Many people have dreams of escaping the office cubicle. We dream of being able to work from home. And to escape the daily commute, whether it’s by driving or public transport. We dream of days where we can walk to our home office in the other room instead of squeezing with the crowd for a 1-hour journey to the office.
And our dreams probably just came true.
Majority of office workers now find that they have to work remotely. But is it living up to expectations? Is it something that you would want to do long term?
Is there greater autonomy?
Now you won’t have to feel that your boss is constantly breathing down your neck. You have greater autonomy in choosing how you do your work. But is that really the case?
Or the physical distance is making your boss(es) so insecure that they have to check in with you every now and then to make sure that you are working?
Is there more free time?
You thought that not having to commute will save you 2 hours a day. And 2 hours is a long time for you to do something else. Like spending time with your family. Or reading the book that you’ve wanted to read. Or even practising your musical instrument more.
But with the erosion of any remaining work-life boundaries, many found that they are actually working longer instead. The always-on work culture became more prevalent.
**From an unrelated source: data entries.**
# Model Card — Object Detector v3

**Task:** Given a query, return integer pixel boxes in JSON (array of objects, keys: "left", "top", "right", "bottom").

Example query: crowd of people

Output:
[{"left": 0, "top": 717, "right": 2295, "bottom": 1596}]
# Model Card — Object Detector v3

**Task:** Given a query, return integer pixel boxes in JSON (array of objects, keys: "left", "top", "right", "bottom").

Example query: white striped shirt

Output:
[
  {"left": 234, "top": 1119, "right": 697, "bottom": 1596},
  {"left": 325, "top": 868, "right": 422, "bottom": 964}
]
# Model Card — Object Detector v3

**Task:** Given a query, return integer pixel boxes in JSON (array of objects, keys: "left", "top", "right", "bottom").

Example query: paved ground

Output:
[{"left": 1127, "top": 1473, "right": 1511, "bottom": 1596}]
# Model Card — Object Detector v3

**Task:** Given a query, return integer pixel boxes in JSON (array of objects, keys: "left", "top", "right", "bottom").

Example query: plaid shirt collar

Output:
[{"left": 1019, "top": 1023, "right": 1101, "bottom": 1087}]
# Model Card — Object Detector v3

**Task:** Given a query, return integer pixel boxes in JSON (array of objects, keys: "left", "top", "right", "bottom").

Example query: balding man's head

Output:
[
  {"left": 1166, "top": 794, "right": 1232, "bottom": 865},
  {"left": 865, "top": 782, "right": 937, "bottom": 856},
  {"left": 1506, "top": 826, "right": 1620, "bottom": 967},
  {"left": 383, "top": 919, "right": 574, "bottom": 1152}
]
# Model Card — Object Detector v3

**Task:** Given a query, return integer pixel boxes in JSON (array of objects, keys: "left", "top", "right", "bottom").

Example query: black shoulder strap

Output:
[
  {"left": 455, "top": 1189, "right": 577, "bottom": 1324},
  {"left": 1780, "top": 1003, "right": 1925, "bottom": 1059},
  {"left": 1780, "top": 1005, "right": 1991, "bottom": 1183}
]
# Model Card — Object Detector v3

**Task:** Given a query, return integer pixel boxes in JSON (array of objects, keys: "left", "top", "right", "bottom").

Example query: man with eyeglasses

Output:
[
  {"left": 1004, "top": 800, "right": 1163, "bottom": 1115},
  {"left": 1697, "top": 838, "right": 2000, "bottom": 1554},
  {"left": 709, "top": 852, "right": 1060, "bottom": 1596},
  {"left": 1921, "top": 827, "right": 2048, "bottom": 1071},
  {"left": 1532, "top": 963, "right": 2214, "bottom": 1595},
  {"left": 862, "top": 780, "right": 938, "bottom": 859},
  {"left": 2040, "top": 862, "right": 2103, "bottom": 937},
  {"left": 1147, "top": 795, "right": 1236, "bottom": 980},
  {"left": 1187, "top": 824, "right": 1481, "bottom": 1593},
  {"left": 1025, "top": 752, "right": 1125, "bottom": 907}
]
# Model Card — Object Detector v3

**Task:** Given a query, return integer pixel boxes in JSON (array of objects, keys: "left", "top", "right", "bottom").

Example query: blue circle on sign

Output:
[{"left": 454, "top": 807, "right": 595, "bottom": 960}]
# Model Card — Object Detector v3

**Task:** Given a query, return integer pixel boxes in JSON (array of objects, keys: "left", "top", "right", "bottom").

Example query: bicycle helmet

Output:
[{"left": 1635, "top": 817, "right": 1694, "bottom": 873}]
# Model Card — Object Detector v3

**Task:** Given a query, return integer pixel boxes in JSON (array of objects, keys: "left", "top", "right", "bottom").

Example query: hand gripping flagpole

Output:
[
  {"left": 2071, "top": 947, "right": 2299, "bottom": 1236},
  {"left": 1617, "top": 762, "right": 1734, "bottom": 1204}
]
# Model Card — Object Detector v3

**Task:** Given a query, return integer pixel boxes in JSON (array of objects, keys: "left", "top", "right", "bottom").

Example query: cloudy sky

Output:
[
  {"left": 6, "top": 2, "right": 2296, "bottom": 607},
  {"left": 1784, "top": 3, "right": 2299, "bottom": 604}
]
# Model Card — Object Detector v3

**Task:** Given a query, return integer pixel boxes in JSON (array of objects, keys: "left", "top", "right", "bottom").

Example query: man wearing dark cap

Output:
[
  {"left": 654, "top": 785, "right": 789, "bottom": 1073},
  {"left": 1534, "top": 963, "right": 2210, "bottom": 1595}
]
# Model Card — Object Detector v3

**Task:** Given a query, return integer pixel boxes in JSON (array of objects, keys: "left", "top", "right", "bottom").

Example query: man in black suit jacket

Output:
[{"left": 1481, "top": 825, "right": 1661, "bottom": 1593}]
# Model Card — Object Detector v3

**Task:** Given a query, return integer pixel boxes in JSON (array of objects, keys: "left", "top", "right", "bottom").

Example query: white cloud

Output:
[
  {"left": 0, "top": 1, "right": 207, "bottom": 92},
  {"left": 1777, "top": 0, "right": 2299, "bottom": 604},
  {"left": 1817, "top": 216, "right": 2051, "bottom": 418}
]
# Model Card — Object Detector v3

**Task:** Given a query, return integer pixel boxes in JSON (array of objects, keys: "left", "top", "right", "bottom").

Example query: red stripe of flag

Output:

Especially now when you seemingly can’t do much other than being stuck at home, which means you technically can be connected to the Internet and work all the time.
Is there enough social interaction?
And then there’s the social interaction that we are all missing. Yes, technology has made it better. You can talk to others over video calls or just regular calls. But there is something about face-to-face interactions that can’t be replaced no matter how good video conferencing technology is.
I’m sure you have experienced the awkwardness of video calls when you are just waiting to see who is going to be talking next. You know that when 2 or more people start talking at the same time over a video call, you can’t make out what either is saying. Side conversations within the group are something that you can’t have over video calls. Even though there might be the breakout room function, it’s not quite the same.
Is there better equality?
We also know that remote work worsens inequalities in societies around the world. To be able to work remotely at home means that your job is still somewhat intact. You can’t wait to get back to the office.
But there are others who can’t wait for this nightmare to end so that they can find a job to replace the one they’ve just lost. Many jobs have to be done in-person. Not everything can be done remotely. And perhaps some of us might be part of the lucky few who could do our jobs remotely.
Working from home indeed does have its benefits. Especially for those of us who prefer to work in solitude. We just get drained by constant meetings and social interaction throughout the day.
However, no matter how much of an introvert we are, there is still a need to get out there to interact with others. It is only by working together with others that we can all produce better quality work.
As we look forward to the easing of restrictions over the next couple of months, perhaps we need to find a balance between the two extremes. Maybe there’s a need to partly work from home, and partly be physically present at the workplace.
How to find that balance is perhaps something for us to think about right now.